Yesterday the Supreme Court ruled as it often has in the past on a death penalty case. In this case it was a death row inmate whose lawyers had essentially abandoned him during the appeals process. NPR gives a good overview of the case:
The U.S. Supreme Court has given an Alabama death row inmate another chance to fight his execution. By a 7-to-2 vote, the court ruled Wednesday that convicted murderer Cory Maples, “through no fault of his own,” was denied the right to appeal because he was abandoned by his lawyers.
Though I strongly support the death penalty, I think it is critical that those who face it get every opportunity to have competent representation and the full range of appeals available by law. I don’t in fact know how someone who supports the death penalty could think otherwise unless they are just completely indifferent to the lives of other human beings. My concern though is not merely a procedural one, but a personal one. As someone who worked on death penalty appeal that went to the Supreme Court (STATE of Louisiana vs. John L. SULLIVAN), I know that the system occasionally fails to deliver justice to defendants.
In what may be a unique occurrence, I particularly agree with Justice Ginsburg’s argument in this case:
The sole question this Court has taken up for review is whether, on the extraordinary facts of Maples’ case, there is “cause” to excuse the default.

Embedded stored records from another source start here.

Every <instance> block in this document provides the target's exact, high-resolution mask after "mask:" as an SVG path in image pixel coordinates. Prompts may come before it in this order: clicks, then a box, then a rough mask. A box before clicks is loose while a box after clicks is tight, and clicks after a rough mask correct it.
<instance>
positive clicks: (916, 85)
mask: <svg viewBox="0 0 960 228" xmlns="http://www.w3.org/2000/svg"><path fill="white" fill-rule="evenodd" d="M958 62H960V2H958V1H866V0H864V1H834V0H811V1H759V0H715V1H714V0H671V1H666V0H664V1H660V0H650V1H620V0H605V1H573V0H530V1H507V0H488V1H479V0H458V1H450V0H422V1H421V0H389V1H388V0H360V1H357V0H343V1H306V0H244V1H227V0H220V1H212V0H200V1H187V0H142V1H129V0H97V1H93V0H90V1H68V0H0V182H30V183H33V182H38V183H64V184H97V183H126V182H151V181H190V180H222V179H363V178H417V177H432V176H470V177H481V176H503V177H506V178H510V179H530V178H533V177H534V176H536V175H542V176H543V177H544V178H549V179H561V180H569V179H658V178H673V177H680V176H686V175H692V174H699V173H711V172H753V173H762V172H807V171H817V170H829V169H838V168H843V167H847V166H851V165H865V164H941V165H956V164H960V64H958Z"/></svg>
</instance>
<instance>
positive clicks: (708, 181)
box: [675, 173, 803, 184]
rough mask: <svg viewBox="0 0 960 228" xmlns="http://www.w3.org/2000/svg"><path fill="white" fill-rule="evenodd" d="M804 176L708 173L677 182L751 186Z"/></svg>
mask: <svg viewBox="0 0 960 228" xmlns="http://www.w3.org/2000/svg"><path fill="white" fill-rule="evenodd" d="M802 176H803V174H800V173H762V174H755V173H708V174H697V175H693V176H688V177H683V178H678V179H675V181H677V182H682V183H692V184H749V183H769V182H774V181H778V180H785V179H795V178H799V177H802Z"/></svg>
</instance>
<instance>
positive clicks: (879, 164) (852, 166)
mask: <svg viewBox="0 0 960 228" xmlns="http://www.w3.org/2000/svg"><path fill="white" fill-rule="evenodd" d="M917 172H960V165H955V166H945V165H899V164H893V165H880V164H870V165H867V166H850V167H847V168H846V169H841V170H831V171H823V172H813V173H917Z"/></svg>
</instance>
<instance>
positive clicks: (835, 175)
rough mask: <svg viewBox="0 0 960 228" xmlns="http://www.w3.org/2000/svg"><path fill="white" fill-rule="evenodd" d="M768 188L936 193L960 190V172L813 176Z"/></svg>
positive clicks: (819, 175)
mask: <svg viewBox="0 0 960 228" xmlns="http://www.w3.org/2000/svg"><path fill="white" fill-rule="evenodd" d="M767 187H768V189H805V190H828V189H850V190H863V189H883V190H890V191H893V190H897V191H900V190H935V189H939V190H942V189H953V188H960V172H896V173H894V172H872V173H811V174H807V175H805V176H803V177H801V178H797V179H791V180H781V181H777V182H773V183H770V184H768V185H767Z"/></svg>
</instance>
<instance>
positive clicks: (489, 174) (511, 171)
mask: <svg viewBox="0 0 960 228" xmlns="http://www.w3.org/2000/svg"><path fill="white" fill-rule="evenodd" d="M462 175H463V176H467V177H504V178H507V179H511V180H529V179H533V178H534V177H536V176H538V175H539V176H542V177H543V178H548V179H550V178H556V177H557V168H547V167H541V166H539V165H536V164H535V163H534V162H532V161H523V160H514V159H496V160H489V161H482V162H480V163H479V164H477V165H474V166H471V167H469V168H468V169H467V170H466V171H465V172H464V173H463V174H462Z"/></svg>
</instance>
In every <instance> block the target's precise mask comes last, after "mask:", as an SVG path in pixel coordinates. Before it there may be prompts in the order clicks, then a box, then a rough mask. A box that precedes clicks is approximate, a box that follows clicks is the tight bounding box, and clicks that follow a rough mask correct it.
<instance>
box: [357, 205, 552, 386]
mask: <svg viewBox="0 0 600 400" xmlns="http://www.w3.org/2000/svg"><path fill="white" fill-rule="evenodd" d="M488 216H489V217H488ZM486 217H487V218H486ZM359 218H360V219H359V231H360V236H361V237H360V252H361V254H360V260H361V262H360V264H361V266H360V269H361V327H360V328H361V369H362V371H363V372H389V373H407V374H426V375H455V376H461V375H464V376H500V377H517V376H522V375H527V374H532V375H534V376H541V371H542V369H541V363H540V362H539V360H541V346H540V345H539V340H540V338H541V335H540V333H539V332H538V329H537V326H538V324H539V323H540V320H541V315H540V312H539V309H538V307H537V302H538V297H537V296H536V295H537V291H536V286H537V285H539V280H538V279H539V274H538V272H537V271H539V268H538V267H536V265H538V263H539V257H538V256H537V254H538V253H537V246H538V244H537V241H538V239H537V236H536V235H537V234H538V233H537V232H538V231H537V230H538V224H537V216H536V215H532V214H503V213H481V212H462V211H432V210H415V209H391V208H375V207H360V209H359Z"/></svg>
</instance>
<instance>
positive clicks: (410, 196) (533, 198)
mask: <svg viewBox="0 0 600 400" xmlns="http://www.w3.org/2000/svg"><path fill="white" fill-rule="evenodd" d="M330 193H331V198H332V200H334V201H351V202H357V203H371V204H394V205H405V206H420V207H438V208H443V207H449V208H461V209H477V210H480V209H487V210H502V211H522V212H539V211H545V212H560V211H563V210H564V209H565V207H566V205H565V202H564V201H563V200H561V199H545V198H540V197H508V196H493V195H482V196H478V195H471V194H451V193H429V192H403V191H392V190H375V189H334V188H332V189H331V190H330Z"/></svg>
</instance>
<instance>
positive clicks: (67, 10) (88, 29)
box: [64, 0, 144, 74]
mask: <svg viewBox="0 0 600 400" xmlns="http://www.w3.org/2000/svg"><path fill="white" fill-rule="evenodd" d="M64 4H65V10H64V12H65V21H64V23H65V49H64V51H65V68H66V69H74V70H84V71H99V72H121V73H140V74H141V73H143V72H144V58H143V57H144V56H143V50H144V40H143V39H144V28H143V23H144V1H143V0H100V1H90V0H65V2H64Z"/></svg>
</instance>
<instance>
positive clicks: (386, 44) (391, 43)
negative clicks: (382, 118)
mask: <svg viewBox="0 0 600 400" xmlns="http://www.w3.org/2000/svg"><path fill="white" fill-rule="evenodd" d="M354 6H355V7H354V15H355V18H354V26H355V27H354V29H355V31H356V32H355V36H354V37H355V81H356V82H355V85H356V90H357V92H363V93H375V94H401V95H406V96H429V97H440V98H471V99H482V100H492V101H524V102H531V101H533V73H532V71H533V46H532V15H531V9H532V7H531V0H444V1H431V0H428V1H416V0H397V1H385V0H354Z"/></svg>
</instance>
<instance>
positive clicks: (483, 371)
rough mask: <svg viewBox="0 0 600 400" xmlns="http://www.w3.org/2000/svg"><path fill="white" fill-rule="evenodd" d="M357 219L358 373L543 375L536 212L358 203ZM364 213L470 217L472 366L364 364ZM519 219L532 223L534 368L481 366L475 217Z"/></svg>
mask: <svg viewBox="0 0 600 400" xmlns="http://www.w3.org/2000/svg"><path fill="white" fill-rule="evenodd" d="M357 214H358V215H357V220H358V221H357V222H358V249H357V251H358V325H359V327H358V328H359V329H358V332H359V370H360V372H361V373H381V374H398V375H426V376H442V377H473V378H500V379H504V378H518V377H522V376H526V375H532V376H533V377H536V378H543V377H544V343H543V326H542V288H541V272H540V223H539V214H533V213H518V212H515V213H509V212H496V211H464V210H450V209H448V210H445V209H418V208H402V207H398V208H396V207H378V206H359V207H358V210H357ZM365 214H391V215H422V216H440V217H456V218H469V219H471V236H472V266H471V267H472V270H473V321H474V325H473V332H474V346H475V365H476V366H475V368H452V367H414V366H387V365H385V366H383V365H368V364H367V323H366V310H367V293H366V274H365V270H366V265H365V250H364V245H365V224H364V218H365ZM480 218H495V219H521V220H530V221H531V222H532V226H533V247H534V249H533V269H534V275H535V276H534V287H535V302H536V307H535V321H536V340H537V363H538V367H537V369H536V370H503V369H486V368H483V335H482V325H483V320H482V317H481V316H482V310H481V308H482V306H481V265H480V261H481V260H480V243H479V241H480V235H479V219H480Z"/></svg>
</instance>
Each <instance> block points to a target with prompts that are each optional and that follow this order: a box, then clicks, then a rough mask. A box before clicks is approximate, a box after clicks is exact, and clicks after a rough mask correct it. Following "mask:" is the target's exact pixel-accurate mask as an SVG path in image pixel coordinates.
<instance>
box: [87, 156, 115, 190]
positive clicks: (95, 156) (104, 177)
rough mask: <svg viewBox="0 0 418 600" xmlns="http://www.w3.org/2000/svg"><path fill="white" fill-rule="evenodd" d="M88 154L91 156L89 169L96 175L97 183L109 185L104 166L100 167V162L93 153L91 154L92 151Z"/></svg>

Maples maintains that there is, for the lawyers he believed to be vigilantly representing him had abandoned the case without leave of court, without informing Maples they could no longer represent him, and without securing any recorded substitution of counsel. We agree. Abandoned by counsel, Maples was left unrepresented at a critical time for his state post conviction petition, and he lacked a clue of any need to protect himself pro se. In these circumstances, no just system would lay the default at Maples’ death-cell door.
The death penalty has an important purpose in a just society, even with the human pitfalls and limitations our judicial system presents. But when the court focuses merely on technicalities and procedure, it can miss justice.
And that would be a tragedy by any measure.